There are two possible solutions to this. The first is to increase the bins to the number where there are no longer clashes. This occurs with 118 bins. Whilst this entails the least geographic distortion, the hexagons are now too small to be legible:

The second possibility is to increase the size of the areas where the clashes are occurring. This is controlled by the number of bins where the fewer the bins, the greater the amount of geographic distortion that will be created. The following map was set with a target of 25 bins (raised to 29 during its production) and consequently has more distortion.
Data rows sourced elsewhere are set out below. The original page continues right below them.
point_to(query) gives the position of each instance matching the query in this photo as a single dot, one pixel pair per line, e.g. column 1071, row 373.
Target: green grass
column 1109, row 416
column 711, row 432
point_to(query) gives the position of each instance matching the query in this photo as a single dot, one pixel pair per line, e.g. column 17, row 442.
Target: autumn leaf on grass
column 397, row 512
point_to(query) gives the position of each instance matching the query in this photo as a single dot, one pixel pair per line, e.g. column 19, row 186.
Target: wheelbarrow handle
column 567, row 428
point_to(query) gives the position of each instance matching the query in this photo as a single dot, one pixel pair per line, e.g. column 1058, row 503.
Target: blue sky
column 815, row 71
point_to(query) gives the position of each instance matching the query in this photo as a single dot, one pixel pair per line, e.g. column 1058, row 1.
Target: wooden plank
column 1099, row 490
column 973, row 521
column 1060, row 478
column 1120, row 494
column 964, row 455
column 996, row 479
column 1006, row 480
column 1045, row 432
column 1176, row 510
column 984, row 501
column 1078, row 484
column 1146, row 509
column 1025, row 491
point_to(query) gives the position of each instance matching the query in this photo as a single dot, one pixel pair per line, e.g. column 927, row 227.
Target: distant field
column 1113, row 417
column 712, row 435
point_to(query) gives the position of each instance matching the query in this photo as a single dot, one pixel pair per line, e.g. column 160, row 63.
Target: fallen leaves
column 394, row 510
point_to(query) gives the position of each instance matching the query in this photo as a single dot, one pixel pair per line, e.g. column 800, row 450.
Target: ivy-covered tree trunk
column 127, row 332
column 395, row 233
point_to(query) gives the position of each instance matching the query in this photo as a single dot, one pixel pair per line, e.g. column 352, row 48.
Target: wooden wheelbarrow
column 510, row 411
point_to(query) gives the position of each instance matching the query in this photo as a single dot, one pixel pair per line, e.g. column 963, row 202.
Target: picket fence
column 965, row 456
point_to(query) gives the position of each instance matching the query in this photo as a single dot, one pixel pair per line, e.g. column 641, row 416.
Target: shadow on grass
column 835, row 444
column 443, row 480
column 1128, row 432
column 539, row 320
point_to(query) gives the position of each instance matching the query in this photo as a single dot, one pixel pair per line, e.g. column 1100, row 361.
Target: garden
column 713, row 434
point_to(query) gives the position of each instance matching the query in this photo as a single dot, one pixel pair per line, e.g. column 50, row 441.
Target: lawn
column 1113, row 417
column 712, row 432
However, that same map can be used to produce a non-tessellating tile map of the data, which, when combined with the original map, produces a quite attractive representation of the house price geography:

Creating a hexogram in R

The first step is to source the required functions

script <- RCurl::getURL("https://raw.githubusercontent.com/profrichharris/Rhexogram/master/functions.R")
eval(parse(text = script))

The second is to decide on the number of bins

… remembering that fewer bins will create more of a tile map but also more geographic distortion, and too many bins will result in hexograms that are hard to see. There is no correct number - it depends on the purpose - but in making a judgment it is helpful to gauge the expected number of conflicts (places without a unique hexagon) for each number of bins as this will suggest how many of the places will have to be enlarged to create the final map.

par(mai=c(1,1,0.3,0))
binN(map)

Because there is no right answer some trial-and-error is anticipated. Here we will try using 29 bins and also 48. The former is expected to generate the most geographic distortion and to take longer to generate. Be warned, the process takes time to generate the cartogram and requires some patience. Specifically, the first hexogram took 5 minutes to produce on my laptop. The second took 3.

hex29 <- hexogram(map, 29)
hex48 <- hexogram(map, 48)

The process works as follows. To begin, an initial cartogram is created that increases the size of the smallest areas in the map. Hexagonal binning is then applied to the centroids of the cartogram, identifying areas that conflict, i.e. share a hexagon. To address these conflicts, an attempt is made to move the centroids to different parts of the conflicted areas to see if that will seperate them. If not, the areas are enlarged some more to see if that works. The process iterates through these procedures but as a last resort will attempt a third approach, which is increasing the number of bins.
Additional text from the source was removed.